Another “Daily Show” swipe is the incorporation of “Bill Nye Saves the World” correspondents; one is model and computer science nerd Karlie Kloss. Nye is no dummy; plainly he’s gambling on some people tuning in expressly to ogle a Victoria’s Secret Angel and hoping they’ll also take to heart even a smidgen of the science she’s dropping on them. Kloss, by the way, does a fine job taking viewers on a tour of Venice and showing us why this legendary city is seriously threatened by rising sea levels.

Basically, this is the modus operandi of “Bill Nye Saves the World”: reminding viewers not only of how central good science is to our lives, but also championing independent use of our brains.

“It’s not magic, people; it’s science!” he says more than once, doing so enthusiastically and devoid of condescension.

All 13 episodes of this series, directed at “grown-up kids, all over the world,” arrives on Friday. That’s one day prior to the March for Science. Another example of contemporary insanity is that in 2017, tens of thousands of people in cities across the nation and the globe must march to affirm the value of fact-based, nonpartisan research, medical and technological advancement of reason.

And yet, here we are.

Nye is one of the speakers participating in the Earth Day and Science March taking place this weekend in Washington. This will be a handy PR opportunity to promote his Netflix show, but people who choose to watch a few episodes will see he’s apoplectic with frustration at our collective lack of action on the issue. He’s so passionate, in fact, that he takes a moment to rail about it during the climate change episode.

“The one thing that the United States exports, for better or for worse, is its culture,” he says. “If we were exporting the culture of ‘Climate change, serious business, we’re going to get to work on this, we’re going to have renewable energy, we’re going to have clean water for everyone and access to electronic information for everyone in the world, then we’d be getting it done.’ Don’t tell me; don’t come running to me about how we can’t do it!”

Overall, however, “Bill Nye Saves the World” prefers to inspire awe in its viewers as opposed to lecturing them, and this approach works. Nye and his guests skim each topic, opting to lean toward the inclusivity of encouraging laughter and piquing interest as opposed to bombarding the viewer with stats. (That’s a job for many documentaries that most of us haven’t watched.) In addition to taking on climate change, vaccination, health quackery and GMOs, the six episodes made available to critics also tackle theories regarding the origins of life and the promise and threat posed by artificial intelligence.

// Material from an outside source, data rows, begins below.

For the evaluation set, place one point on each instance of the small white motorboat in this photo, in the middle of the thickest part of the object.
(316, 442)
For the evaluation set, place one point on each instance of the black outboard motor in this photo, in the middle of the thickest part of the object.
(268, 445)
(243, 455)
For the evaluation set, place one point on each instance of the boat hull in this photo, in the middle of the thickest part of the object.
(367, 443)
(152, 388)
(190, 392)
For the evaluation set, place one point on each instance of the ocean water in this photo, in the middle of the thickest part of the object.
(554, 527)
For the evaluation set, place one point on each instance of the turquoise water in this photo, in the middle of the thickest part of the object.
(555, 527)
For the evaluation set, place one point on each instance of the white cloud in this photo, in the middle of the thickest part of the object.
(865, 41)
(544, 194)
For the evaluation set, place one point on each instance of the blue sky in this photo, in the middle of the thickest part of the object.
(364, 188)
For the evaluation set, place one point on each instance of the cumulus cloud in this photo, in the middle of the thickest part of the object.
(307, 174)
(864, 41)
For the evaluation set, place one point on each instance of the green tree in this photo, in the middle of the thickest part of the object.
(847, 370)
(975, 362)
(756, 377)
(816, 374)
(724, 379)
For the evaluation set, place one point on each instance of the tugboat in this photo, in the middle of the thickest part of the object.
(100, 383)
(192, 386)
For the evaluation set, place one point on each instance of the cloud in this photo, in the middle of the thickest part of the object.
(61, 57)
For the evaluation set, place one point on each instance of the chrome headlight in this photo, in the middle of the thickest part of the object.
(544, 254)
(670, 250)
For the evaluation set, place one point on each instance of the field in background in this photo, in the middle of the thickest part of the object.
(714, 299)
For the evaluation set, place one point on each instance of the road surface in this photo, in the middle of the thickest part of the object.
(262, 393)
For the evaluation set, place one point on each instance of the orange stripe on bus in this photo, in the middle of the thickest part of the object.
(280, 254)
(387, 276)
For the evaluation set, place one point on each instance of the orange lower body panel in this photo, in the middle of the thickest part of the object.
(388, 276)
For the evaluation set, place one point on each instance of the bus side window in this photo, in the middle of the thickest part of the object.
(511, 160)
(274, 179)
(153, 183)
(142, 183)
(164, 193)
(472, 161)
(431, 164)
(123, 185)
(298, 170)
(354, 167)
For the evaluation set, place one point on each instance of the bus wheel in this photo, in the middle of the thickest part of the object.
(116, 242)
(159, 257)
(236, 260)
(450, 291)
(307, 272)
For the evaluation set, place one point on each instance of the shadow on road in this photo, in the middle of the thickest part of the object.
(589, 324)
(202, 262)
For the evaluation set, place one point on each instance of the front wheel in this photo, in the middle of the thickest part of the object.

To call Nye the Mister Rogers of Generation Y might be pushing it, but during his PBS series’ five-year run he cultivated enough pop culture cred to keep him in circulation with cameos on such series as CBS’ “The Big Bang Theory” and Comedy Central’s “Inside Amy Schumer.” When it comes to attracting viewers to this show, that level of fame will matter.

“We can do great things!” he encouragingly declares to his viewers. “We can work together to save the world!”

Whether Nye has enough pull to strike a bow again the rising tide of “alternate facts” and post-truths, though, is debatable. While many more people will be binge watching TV than protesting this week, one has to wonder how many will choose to absorb this show.

That gets to the heart of many of the world’s problems, doesn’t it? Unless something directly affects our lives or is of personal interest, most of us will let just about anything slide. Even when drought threatens the world’s food and water supplies, or brush fires race toward communities and threaten the lives and property of our neighbors, we are comfortable enough in our plush, personalized silos to turn away.

This is the arrogance of ignorance, and we all blissfully suffer from it.